Le illustrazioni in stile Studio Ghibli per promuovere hamburger e patatine dei McDonald’s Giapponesi

C’è il pudore del corteggiamento reciproco un po’ imbarazzato tra due giovani che si ritrovano al tramonto, senza aver bisogno di dirsi troppe parole, al centro di uno dei tre brevi video animati che costituiscono la miniserie proposta dal brand McDonald’s sul mercato giapponese. La miniserie animata di Urachan in stile Studio Ghibli per McDonald’s […]
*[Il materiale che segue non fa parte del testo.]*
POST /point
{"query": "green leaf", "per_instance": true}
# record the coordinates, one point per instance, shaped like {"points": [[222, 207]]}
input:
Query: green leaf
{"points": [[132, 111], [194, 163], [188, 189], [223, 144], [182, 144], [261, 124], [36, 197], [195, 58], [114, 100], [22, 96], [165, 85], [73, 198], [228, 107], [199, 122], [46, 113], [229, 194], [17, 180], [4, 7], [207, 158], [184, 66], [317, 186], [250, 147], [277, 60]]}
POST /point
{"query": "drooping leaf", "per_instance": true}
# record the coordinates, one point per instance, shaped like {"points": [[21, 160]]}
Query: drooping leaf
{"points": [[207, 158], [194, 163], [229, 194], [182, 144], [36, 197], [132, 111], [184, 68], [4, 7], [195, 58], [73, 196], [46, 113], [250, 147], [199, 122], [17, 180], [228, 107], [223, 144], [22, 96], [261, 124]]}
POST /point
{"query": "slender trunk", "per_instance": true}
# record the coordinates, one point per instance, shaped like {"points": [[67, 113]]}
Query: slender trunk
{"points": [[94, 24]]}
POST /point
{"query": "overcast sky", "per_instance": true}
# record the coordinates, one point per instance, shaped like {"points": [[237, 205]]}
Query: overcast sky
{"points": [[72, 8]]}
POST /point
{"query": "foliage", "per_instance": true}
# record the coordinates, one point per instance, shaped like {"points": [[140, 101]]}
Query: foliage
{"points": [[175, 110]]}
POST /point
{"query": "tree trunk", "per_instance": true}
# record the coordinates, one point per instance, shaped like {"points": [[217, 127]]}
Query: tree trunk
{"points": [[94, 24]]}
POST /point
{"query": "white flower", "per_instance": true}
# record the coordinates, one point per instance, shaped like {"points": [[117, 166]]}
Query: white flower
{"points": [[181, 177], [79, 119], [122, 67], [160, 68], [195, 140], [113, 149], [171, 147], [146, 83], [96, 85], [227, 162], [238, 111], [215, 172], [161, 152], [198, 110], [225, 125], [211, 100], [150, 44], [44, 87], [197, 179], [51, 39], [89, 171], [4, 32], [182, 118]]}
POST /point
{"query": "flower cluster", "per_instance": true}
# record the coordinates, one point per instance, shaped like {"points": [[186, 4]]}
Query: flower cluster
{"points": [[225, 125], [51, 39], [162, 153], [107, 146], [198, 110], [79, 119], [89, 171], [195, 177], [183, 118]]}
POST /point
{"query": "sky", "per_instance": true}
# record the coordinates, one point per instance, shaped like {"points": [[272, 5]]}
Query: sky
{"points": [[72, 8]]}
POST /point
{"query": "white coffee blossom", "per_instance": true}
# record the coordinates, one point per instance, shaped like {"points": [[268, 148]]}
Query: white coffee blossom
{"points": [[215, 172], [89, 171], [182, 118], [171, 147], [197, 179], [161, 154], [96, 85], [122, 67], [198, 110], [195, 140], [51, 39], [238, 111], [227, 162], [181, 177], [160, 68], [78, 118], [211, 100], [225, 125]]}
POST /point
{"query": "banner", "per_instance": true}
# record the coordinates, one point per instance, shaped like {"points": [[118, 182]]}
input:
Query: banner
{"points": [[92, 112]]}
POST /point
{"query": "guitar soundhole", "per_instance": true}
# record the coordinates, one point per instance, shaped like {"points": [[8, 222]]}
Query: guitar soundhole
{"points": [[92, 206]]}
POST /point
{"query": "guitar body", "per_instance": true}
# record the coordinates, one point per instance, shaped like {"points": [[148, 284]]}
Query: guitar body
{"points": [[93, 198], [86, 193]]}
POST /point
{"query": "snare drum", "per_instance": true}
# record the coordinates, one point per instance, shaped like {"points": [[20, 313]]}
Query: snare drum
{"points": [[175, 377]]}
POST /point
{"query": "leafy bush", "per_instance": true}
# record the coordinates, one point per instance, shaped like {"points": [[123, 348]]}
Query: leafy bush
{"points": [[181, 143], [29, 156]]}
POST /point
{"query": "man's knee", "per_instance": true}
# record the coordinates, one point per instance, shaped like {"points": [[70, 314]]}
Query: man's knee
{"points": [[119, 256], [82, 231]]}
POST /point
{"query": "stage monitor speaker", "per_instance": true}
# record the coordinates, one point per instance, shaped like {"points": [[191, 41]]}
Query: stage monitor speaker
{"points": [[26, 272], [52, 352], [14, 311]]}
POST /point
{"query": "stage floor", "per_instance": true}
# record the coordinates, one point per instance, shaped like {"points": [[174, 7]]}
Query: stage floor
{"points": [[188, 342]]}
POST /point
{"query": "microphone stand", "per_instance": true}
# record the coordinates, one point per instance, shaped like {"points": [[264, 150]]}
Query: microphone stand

C’è il pudore del corteggiamento reciproco un po’ imbarazzato tra due giovani che si ritrovano al tramonto, senza aver bisogno di dirsi troppe parole, al centro di uno dei tre brevi video animati che costituiscono la miniserie proposta dal brand McDonald’s sul mercato giapponese.

La miniserie animata di Urachan in stile Studio Ghibli per McDonald’s Giappone

Un’idea di marketing affidata all’animazione di scuola nipponica per promuovere il lancio di un nuovo prodotto territoriale, il Samurai Mac, ammiccando a un’estetica cara al Paese del Sol Levante. I tre episodi vedono per protagonisti un ragazzo e una ragazza, che si incontrano dopo un festival e si ritrovano al tramonto per mangiare insieme hamburger e patatine, ça va sans dire). Pochi minuti in tutto, ma impreziositi dalla matita dell’illustratrice e animatrice freelance giapponese Uraura Urachan, che ha curato per gli spot, diffusi a mezzo social sui canali della celebre catena di fast food tanto i disegni che le animazioni.

McDonald’s Giappone tra manga e animazioni

Non una prima volta per McDonald’s Japan, che vanta passate collaborazioni con noti anime studios e con artisti indipendenti per creare campagne pubblicitarie d’impatto a rapido appeal sui più giovani, capaci di diventare virali. E non sempre per promuovere nuovi prodotti: nel 2016, la campagna di recruitment promossa dal brand nel Paese fu affidata allo Studio Colorido, che ideò un cortometraggio per pubblicizzare opportunità di lavoro part-time (con la partecipazione, come doppiatrici, di alcune componenti del gruppo idol giapponese AKB48). Già nel 2023, inoltre, McDonald’s Japan aveva fatto ricorso alle illustrazioni rassicuranti e senza tempo – in stile Studio Ghibli – di Urachan. Allora, una clip ebbe particolare successo, diventando virale in tutto il mondo, semplicemente calando nell’atmosfera di un anime il ritratto di una famiglia tradizionale intenta a mangiare patatine fritte.

Dunque il 2024 fu la volta della campagna che presentava un moderno adattamento animato del romanzo originale Kiki – Consegne a domicilio di Eiko Kadono, sotto la direzione dall’apprezzata animatrice Yoko Kuno e con la partecipazione della doppiatrice Aoi Yūki. Allo stesso anno risale la collaborazione con lo Studio Pierrot per lanciare una serie anime in quattro episodi, accompagnata da confezioni in stile manga realizzate ad hoc. Mentre un’operazione nostalgia è stata al centro del progetto di marketing 2025, che ha unito riprese live ad animazioni rétro tratte da classici molto amati degli Anni Ottanta. Il 2026 è iniziato con l’operazione Bad Apple!!, in collaborazione con l’animatore 3D indipendente Gensho Yasuda, per ricreare lo grafico a ombre del brano “Bad Apple!!” di Touhou Project nello spot intitolato “Black Pepper!!”, e promuovere un menu a edizione limitata.

Le pubblicità di McDonald’s affidate a collaborazioni con artisti, illustratori e fotografi

Del resto, tutte le filiali internazionali di McDonald’s collaborano regolarmente con artisti, illustratori, fumettisti e registi indipendenti per creare spot televisivi, campagne di comunicazione e design per il packaging. Negli Stati, nel 2024, proprio un celebre mangaka giapponese, Acky Bright, ha ridisegnato l’intero packaging dei fast food della catena in stile manga, sotto il brand fittizio WcDonald’s. Ma è la filiale francese quella che, storicamente, ha coinvolto con maggiore frequenza artisti visivi, illustratori e fotografi indipendenti (tramite l’agenzia TBWA\Paris), spesso creando pubblicità concettuali che non hanno nemmeno bisogno di mostrare il cibo. Si pensi alle installazioni luminose al neon di Olivier Favart (2017), o agli scatti di Roberto Badin a Parigi, vista attraverso i vetri velati di pioggia delle finestre, per promuovere il servizio di McDelivery (2019). Non sono però mancate, in passato, le controversie sui diritti d’autore tra il brand globale e gli artisti che, di tanto in tanto, vedono le proprie opere “sfruttate” senza il pagamento delle royalty dovute.